Akhirnya mereka sampai tepat di sebuah bangunan terbengkalai yang berada di pinggir kota tidak jauh dari rumah nenek Kani.
Bangunan itu berlantai empat dulunya bekas rumah susun untuk warga kurang mampu namun kini diambil alih oleh seseorang yang akan menggantinya dengan bangunan lain untuk kepentingan komersil, untungnya proses pembangunan kembali itu belum dimulai.
Kani menarik tangan Baswara untuk jalan perlahan namun lebih mirip mengendap-endap karena masih ada seorang penjaga yang tampak berpatroli di area depan gedung.
"Kita bisa kena masalah jika ketahuan, ini gedung milik orang lain," ucap Baswara pasrah dituntun wanita itu sesekali dia memandangi keadaan sekitar.
"Tenanglah dan percaya padaku, kita aman." akhirnya mereka sampai kelantai teratas gedung itu.
Di sana banyak barang-barang terbengkalai beberapa ditinggalkan oleh pemiliknya sewaktu mereka pindah, kebanyakan sudah rusak.
Di sudut belakang ada sebuah kanopi besar yang tampak sudah usang, Kani berjalan kesitu dan duduk di sebuah kotak kayu yang agak kotor sambil menatap pemandangan sore hari yang tampak dari atas atap, Baswara pun bergabung bersamanya ia duduk di sebuah kursi kayu yang terlihat masih kokoh sembari menikmati pemandangan kota yang tampak dari tempatnya duduk.
"Dulu sepulang sekolah aku sering kemari, menghindari nenek yang akan menyuruhku ikut les matematika dengan kenalannya yang ada di pasar. Aku tidak suka dengan pria tua itu, dia akan memukul tangan kami kalau ada jawaban yang salah lalu bagian terburuknya dia sangat kotor ketika mengajar kami dia suka sekali menggaruk kakinya yang kotor dan berjamur," ucap Kani mengenang masa remajanya.
"Bagaimana keadaan nenekmu?" tanya Baswara hati-hati.
"Terakhir kali aku menjenguknya, dia sudah tidak ingat apapun tentang aku. Kata perawat yang mengurusnya, ingatan nenek semakin memburuk bahkan terkadang dia lupa dengan apa yang dia lakukan sejam yang lalu."
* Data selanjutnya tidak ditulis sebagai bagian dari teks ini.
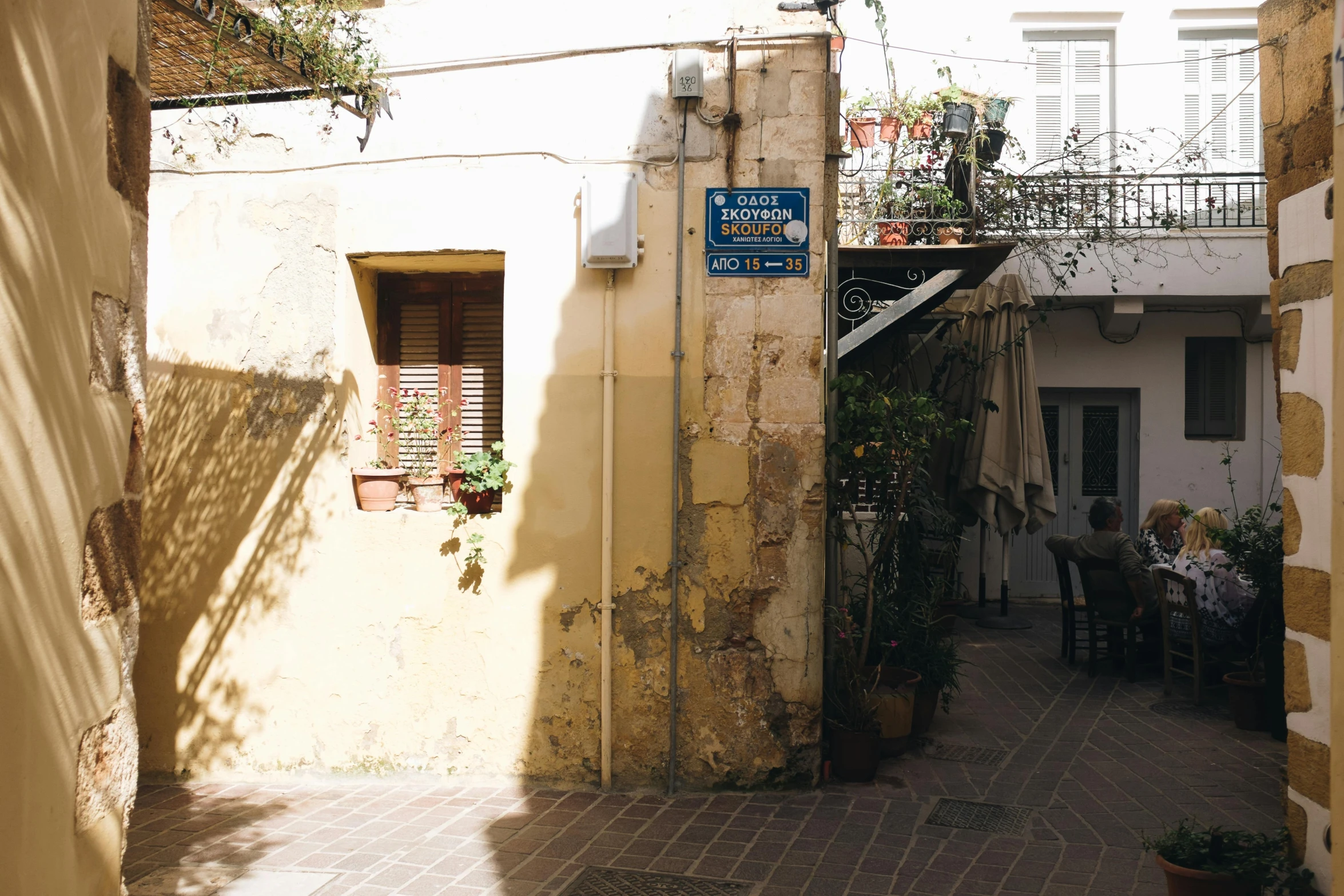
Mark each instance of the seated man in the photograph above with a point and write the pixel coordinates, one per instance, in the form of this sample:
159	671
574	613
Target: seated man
1109	543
"Aku merasa seperti kita punya kesamaan, sama-sama menjalani hidup yang kurang bahagia."
"Aku berharap kau menemukan kebahagiaanmu Bas. Yah, meskipun kau menyebalkan. Tapi kau layak mendapatkannya," ucap Kani benar-benar tulus.
"Kau juga."
Kani memandangi Baswara yang duduk bersandar, lengannya terkulai jatuh, rambut pendeknya yang semula rapi kini berantakan akibat terpaan angin, "Kurasa aku sudah menemukannya, meskipun agak samar."
"Benarkah? Kalau begitu selamat kuucapkan."
Mereka tiba di rumah sekitar pukul jam delapan malam, Baswara berjalan menuju kamarnya sembari merenggakan otot-ototnya yang tegang.
"Terima kasih untuk hari ini Bas," ucap Kani yag ada di belakangnya.
"Tidak masalah. Aku senang setidaknya kita bisa melalui hari tanpa bertengkar dengan satu sama lain."
"Benar ternyata kita bisa melalui hari ini dengan damai." tepat seperti itulah pikiran Kani hari ini, mereka jarang bisa terlihat bersahabat.
"Terima kasih sudah menemaniku hari ini." balas Baswara pelan yang dibalas senyuman tulus dari wanita itu, dia pun melangkah melewati Baswara menuju tangga untuk mencapai kamarnya.